[Biopython-dev] [Wg-phyloinformatics] BioGeography update

Fri Jul 10 12:07:34 UTC 2009

Hi Eric;

> > The proposal is to extract the Tree class hierarchy so that other modules
> > can share it, and Biopython users can do I/O with trees as easily as they
> > currently can with sequences ("from Bio import TreeIO; for tree in
> > TreeIO.parse('example.xml', 'phyloxml'): ...").
> > ...

Sounds great. For most of this I will defer to Peter's expert
opinion. As he mentioned, basing this off of SeqIO/AlignIO makes a
lot of sense.

> > In the above case, TreeIO.py is a new file containing wrappers for the read
> > and parse functions in my PhyloXML module, and also Nexus and Newick,
> > pending integration. ...
> >
> > Alternatively, the individual modules that implement each format for I/O can
> > be collected under a new TreeIO directory, with __init__ implementing the
> > wrappers: ...
> 
> Either idea sounds reasonable. However, for future extensivility, and
> also consistency with Bio.SeqIO and Bio.AlignIO, I would suggest we
> have Bio/TreeIO/__init__.py (i.e. as a folder containing as many
> wrappers or parsers as needed) rather than just using Bio/TreeIO.py
> (a single file).

Agreed. The imports are the same but this gives added flexibility.

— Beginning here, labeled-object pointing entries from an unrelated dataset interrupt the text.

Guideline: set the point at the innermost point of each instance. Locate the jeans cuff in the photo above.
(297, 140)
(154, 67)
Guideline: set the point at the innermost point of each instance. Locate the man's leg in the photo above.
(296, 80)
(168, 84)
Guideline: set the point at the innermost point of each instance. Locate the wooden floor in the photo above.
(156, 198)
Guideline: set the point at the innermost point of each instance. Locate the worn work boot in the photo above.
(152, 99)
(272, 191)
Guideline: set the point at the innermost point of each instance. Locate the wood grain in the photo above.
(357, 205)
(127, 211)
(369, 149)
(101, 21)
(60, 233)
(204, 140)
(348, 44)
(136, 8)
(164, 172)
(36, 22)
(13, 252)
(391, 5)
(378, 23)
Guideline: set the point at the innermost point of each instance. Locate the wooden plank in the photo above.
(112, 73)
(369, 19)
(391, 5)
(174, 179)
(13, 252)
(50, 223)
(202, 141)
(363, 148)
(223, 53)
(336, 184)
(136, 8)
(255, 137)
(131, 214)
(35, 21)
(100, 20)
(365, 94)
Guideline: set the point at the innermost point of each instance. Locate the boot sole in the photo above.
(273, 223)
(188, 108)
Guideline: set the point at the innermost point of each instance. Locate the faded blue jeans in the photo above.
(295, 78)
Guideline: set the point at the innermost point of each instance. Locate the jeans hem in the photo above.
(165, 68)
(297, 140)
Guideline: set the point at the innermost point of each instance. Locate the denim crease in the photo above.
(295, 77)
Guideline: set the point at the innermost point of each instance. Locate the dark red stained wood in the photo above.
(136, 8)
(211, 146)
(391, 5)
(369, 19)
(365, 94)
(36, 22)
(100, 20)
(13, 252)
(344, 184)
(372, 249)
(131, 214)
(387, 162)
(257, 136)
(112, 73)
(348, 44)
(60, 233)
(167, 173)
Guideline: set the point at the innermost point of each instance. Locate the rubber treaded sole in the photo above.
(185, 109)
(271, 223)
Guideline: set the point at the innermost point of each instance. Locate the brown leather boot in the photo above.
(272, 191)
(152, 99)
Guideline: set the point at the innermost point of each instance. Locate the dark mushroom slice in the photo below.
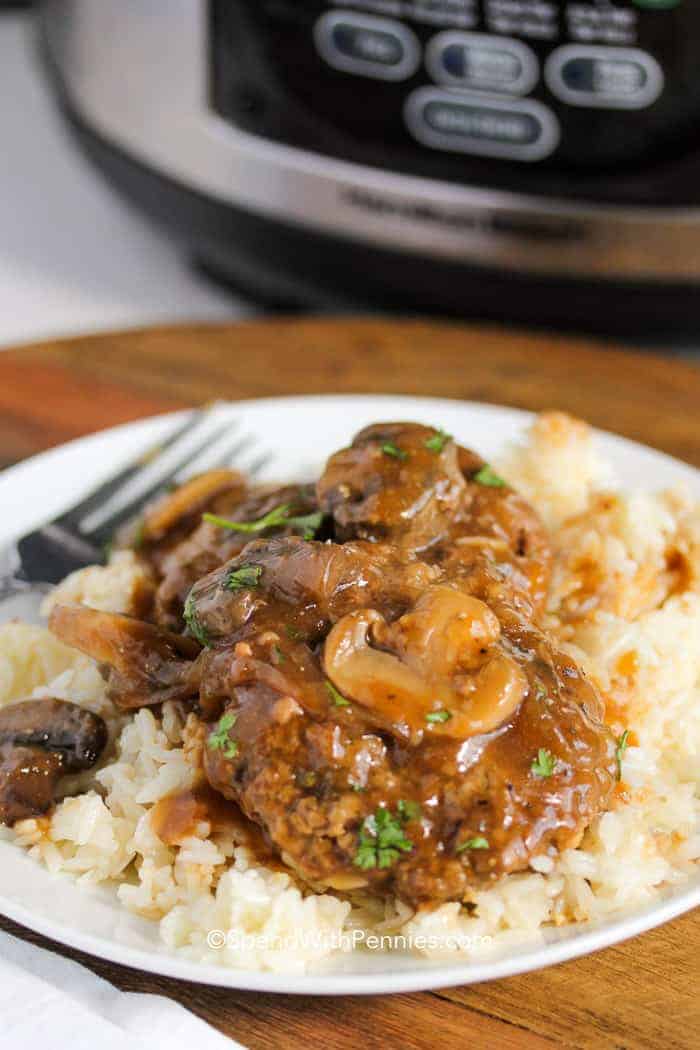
(394, 484)
(299, 587)
(40, 742)
(209, 545)
(147, 664)
(411, 485)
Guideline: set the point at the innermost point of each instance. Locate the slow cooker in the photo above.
(528, 160)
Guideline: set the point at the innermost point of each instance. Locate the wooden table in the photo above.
(641, 994)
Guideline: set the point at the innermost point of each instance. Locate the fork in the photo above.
(80, 536)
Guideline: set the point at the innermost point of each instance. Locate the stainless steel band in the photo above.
(138, 76)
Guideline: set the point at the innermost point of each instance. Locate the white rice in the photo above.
(641, 646)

> Note that the Nexus parser is much more than just a tree parser.
> NEXUS files can contain trees, but much more besides (including a
> multiple sequence alignment, and instructions to phylogenetic
> tools). In the short term for TreeIO and Nexus, I would just have
> Bio/TreeIO/NexusIO.py as a thin wrapper that calls Bio.Nexus and
> converts its trees into the standard trees (i.e. we don't have to
> make any changes to Bio.Nexus immediately). In the longer term,
> it would make sense for Bio.Nexus to start using the new tree
> objects - but we also have backwards compatibility to think about.

Also agreed. We should get Bio.Nexus updated enough so that is can
handle Nick's problem files, and from there apply a wrapper to push
Nexus trees into a generic tree compatible with PhyloXML. This will
force us to be general about the Tree implementation, but save some
re-writing and maintain back-compatibility. Once the generic tree
is hammered out and everyone is happy, then we can think about
migrating Nexus to it. Seconding Peter's comments, this is probably
another big job.

So, in summary, the major deliverables are:

- Generic tree representation plus a TreeIO structure
- PhyloXML parser that uses this tree directly
- Nexus parser that can handle problem files and parse into the
  generic tree. This will let us drop the lagrange duplication from
  Nick's code.

Sounds like you have this well worked out,
Brad